This is the third in my Firewall series, is in follow up to my previous 2 blogs about firewalls, and is intended to introduce GUFW, a graphical front end to UFW.
Although the GUFW GUI may seem deceptively simple, the graphical front end is both easy to use and capable of performing the most common firewall configuration options. The graphical tool is a perfect place to start if you find ufw and iptables overwhelming.
Again the most difficult part of managing a firewall is knowing who you wish to allow or restrict (by ip address) and what service and port you need to allow (open) or deny (close). Gufw can help as many of these options are preconfigured. If you need further assistance, start with gufw, configure as much as you can, and then review the other two links.
GUFW is an option if you installed a few simple servers on your desktop (torrents for example) or if you installed a graphical desktop/ window manager (Gnome, Fluxbox, etc) to help you administrate a server.
Although ufw is installed by default, gufw is not.
First, Enable the Universe repository.
Then, using any method, install gufw (apt-get shown here).
sudo apt-get update
sudo apt-get -y install gufw
In Ubuntu 9.10, UFW is then located under System -> Administration -> Firewall configuration.
Enable your firewall
Simply click (check off) the “Enabled” button and select “Deny” in the “By Default” pull down menu.
The default settings are probably sufficient for the vast majority of Desktop users and, unless you are running a server, nothing further needs to be done. Simply close the GUFW window and your firewall will remain active, even if you reboot.
IMO, The most common servers used on desktops would include torrents, VNC, Samba, Apache, and SSH. If you are wanting to allow access to one or more of these servers you will need to configure GUFW as outlined below.
Allow inbound connections
UFW manages NEW INBOUND connections. Gufw allows all outbound traffic (see limitations below).
Use the following options if you are running servers and you wish to allow inbound connections from other computers.
To add a rule, first click the “Add” box on the bottom left. You will get a dialog box which will allow you a number of options.
GUFW has a number of common services preconfigured. You allow a service by program name (perhaps most useful on Desktops). As you can see common servers used on desktops, such as Transmission, are included (surprise, torrents are servers).
Or by service (perhaps most useful on servers).
In the “Simple” tab you can open a specific port, by tcp, udp, or both. Simply add the port you wish to open in the box.
You may specify multiple ports, comma delineated
Or a range of ports with a : , so to allow bittorrent, open ports 6881 – 6999, use
You may use the “Advanced” tab to allow or deny traffic from a specific ip address or subnet (LAN). Keep in mind order of your rules counts, so deny first then allow.
You may blacklist an ip address by denying all traffic from that IP.
In this example, all traffic from your LAN is allowed to connect to Apache (sorry the first part of “192.168.0.0/24” was outside the box).
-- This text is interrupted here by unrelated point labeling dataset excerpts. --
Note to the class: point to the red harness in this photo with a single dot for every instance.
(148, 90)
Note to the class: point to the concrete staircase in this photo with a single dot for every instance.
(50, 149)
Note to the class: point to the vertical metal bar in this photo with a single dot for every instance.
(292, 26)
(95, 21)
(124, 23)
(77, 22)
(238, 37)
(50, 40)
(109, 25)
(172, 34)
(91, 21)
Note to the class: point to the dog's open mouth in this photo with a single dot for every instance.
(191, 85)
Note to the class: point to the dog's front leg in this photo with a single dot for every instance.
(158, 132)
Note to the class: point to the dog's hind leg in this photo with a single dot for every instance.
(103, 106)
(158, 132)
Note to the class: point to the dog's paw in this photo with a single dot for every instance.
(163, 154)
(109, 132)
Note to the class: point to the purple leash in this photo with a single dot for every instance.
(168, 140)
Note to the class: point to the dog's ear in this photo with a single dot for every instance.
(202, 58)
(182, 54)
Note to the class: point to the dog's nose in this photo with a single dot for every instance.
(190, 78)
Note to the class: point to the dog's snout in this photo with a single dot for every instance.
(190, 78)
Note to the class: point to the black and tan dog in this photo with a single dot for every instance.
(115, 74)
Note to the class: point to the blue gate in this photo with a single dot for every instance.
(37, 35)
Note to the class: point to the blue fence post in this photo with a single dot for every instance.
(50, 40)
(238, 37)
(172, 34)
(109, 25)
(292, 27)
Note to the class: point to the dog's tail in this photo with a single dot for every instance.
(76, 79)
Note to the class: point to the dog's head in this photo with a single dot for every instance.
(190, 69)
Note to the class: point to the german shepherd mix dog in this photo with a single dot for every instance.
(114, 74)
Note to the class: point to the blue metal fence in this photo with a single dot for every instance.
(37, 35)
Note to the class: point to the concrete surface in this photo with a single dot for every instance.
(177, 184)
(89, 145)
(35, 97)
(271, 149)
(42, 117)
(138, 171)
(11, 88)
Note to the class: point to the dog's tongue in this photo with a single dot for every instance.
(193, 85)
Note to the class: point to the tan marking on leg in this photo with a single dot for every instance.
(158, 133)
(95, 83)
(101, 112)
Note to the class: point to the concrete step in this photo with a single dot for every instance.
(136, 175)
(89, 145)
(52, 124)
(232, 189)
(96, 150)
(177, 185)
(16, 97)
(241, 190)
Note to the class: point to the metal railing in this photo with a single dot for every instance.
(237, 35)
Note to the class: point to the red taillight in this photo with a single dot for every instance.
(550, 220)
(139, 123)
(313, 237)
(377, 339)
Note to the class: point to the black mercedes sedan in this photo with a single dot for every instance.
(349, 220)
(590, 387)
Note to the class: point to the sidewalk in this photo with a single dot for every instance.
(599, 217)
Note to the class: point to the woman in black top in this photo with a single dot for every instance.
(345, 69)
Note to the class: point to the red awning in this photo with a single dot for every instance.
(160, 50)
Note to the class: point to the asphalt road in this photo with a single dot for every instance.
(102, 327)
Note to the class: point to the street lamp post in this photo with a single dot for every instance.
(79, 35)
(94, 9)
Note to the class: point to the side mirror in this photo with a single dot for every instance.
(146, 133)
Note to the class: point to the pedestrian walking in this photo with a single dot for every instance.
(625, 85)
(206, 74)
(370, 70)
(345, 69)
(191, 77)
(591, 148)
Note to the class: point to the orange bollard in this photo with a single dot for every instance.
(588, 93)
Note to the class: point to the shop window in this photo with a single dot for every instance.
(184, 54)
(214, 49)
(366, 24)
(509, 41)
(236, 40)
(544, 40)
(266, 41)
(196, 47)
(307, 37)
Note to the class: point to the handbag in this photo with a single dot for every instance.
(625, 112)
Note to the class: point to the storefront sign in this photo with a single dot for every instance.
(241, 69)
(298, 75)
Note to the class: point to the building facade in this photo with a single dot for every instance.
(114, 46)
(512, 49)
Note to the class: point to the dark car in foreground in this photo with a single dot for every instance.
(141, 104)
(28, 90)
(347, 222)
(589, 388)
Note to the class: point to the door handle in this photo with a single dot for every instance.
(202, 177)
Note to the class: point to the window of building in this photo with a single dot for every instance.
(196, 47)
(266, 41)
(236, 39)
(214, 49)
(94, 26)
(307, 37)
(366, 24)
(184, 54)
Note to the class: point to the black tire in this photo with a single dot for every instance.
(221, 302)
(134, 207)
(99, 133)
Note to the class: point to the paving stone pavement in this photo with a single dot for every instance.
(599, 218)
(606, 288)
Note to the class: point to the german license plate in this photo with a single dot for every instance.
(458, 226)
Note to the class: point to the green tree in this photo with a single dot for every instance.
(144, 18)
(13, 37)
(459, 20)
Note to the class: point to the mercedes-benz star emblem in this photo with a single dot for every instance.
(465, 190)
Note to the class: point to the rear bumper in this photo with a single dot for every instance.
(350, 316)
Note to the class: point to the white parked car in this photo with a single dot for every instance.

Firewall rules are displayed in the main GUFW window. The rule displayed in this example allows all traffic on the LAN (192.168.0.0/24) to access Apache ( port 80/tcp) on the server (ip address 192.168.1.10).
Remove a rule
Simply select your rule and click the “Remove” button on the bottom.
Logging is enabled by default. Under the menu, select Edit -> Preferences
Enable logging by selecting (checking off) your “Enable Gufw Logging” and “Enable ufw Logging”.
View the log
Under File -> Select the option “Log” with the magnifying glass icon
And you will see your logs. Although not displayed, any denied traffic will be logged.
You may clear the logs from this menu as well.
Limitations of GUFW
IMO GUFW is designed for users who wish to enable a firewall and do not feel they need to know the dirty details. As such it is simple and effective, although it does not offer all of the available options from either ufw or iptables.
- GUFW does not manage (limit) outbound traffic.
- GUFW only manages NEW connections.
- GUFW does not give the option to block ping or limit connections.
You will need to user either ufw from the command line, learn iptables, or use another configuration tool if you need these options.